ARROW: SEASON 1 (2012-13)

 

HENOMENALITY: *marvelous*
MYTHICITY: *fair*
FRYEAN MYTHOS: *adventure*
CAMPBELLIAN FUNCTIONS: *metaphysical, psychological, sociological*



Producer Greg Berlanti’s SMALLVILLE series ended a couple of years before the founding teleseries that led to his “Arrowverse.” But although both shows offered up a heapin’ helpin’ of romantic anxiety and tortuous trust issues, the earlier show’s take on a Young Superman seemed consciously modeled on Joss Whedon’s BUFFY THE VAMPIRE SLAYER, but without the horror-fantasy’s darker edges. ARROW, debuting years after the phenomenal success of the very dark (and often dire) Bat-flicks of Christopher Nolan, gave viewers an edgier hero capable of killing during his war on cosmopolitan crime.


That hero, known as the Hood for most of the first season, was of course patterned on DC Comics stalwart Green Arrow, and is played with stern aplomb by square-jawed Stephen Amell. In the comics Green Arrow spent most of his existence as a very lightweight superhero, but he entered a “grim and gritty” phase in the eighties and even eschewed his signature use of wild trick-arrows. Though every comics-derived teleseries chooses various dishes from the buffet of established continuity to produce its adaptations, ARROW seems somewhat indebted to the Green Arrow who uses arrows that can kill—and indeed, the Hood does kill a handful of hardened criminals in his first few episodes.


The comics character trained himself in archery while marooned on a desert island.

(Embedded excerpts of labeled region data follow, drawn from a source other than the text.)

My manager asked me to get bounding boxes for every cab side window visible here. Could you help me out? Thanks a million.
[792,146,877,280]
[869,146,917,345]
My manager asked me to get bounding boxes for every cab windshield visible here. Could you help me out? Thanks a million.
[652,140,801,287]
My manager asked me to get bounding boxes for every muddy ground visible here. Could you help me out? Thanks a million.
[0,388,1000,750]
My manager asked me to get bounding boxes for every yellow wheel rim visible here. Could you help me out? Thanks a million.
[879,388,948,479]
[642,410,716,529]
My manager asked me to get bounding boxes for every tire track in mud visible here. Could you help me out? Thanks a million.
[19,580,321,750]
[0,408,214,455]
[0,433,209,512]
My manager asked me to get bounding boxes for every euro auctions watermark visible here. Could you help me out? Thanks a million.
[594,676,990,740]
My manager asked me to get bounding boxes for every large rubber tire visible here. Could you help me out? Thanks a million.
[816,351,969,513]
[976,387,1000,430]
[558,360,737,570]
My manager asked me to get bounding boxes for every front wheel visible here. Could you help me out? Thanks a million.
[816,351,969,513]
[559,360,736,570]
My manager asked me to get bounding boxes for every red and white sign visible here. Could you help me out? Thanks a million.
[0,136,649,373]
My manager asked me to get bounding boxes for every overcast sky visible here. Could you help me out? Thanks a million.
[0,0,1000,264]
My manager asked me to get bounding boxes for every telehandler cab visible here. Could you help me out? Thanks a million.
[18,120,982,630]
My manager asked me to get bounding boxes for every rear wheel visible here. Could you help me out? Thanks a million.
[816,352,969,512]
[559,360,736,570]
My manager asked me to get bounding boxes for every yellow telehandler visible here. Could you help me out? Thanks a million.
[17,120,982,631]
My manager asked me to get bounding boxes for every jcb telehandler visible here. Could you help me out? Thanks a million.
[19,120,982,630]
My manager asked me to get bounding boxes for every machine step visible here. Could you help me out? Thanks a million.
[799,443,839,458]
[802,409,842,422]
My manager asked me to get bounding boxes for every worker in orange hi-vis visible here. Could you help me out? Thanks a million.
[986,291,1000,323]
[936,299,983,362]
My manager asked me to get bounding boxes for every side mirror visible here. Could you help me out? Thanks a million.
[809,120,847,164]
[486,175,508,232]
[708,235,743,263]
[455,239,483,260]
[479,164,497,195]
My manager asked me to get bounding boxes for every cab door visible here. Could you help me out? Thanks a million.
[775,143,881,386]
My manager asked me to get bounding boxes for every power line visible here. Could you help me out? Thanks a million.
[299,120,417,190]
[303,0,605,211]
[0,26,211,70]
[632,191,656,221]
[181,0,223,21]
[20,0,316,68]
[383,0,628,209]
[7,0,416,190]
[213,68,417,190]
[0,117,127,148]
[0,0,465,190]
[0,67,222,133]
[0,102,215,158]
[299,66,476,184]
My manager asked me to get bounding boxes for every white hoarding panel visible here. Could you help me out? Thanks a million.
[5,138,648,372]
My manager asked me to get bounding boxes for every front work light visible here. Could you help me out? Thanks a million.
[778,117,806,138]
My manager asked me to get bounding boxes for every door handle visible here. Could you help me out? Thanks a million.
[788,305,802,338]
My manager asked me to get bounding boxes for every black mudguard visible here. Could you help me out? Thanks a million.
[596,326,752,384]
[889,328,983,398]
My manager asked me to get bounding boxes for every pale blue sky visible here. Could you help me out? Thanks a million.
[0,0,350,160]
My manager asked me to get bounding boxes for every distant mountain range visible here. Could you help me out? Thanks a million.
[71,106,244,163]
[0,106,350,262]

Berlanti’s Oliver Queen follows a similar trajectory, but he starts off as an irresponsible playboy rather than a hero pretending to be one, and the island on which he’s isolated for years is full of almost as many bizarre characters and situations as your average LOST episode. Once Oliver returns to normal society, he’s fired with the will to become a vigilante, but his course is compromised by a retinue of family and close companions never seen in the comics-- mother, sister, stepfather, best friend, former girlfriend and girlfriend’s father. (The last two hate Oliver’s guts because the playboy went on a jaunt with the girlfriend’s sister, who died during said jaunt). On the plus side, the Hood receives support from the two charter members of “Team Arrow,” tough bodyguard John Diggle and IT-girl Felicity Smoak. The vigilante (who will eventually accept the “Green Arrow” moniker) also gets the beginnings of a rogue’s gallery taken from the funnybooks, derived from such characters as Count Vertigo, Deathstroke and Merlyn the Magician.


The first two or three seasons are the best in the series, before the show became impossibly overburdened with a badly conceived ensemble of crimefighters. At this point, the hyperkinetic fight-scenes are still shot well enough that viewers can make out what’s happening, and all the soap operatics are mildly engrossing, though always a little on the superficial side. In an early episode Felicity remarks to Oliver that his family drama is reminiscent of HAMLET, with him returning from far-off parts to find his mother remarried to another man (though this time the father’s demise is laid at the son’s door, and the “Claudius” is actually less of a criminal than the “Gertrude”.) There’s a big criminal scheme that in 2012 might’ve been seen as “the Revenge of the One Percenters,” and indeed Berlanti follows Nolan in avoiding most of the non-wealthy malefactors. But from a contemporary standpoint there’s a more interesting synchronicity that appears in a flashback that takes place on Oliver’s island. When Berlanti’s writers imagined a plot to destroy China’s economy by shooting down an airliner, little did they imagine that eight years later China would unleash its own evil plan, whereby the entire world would suffer economic devastation.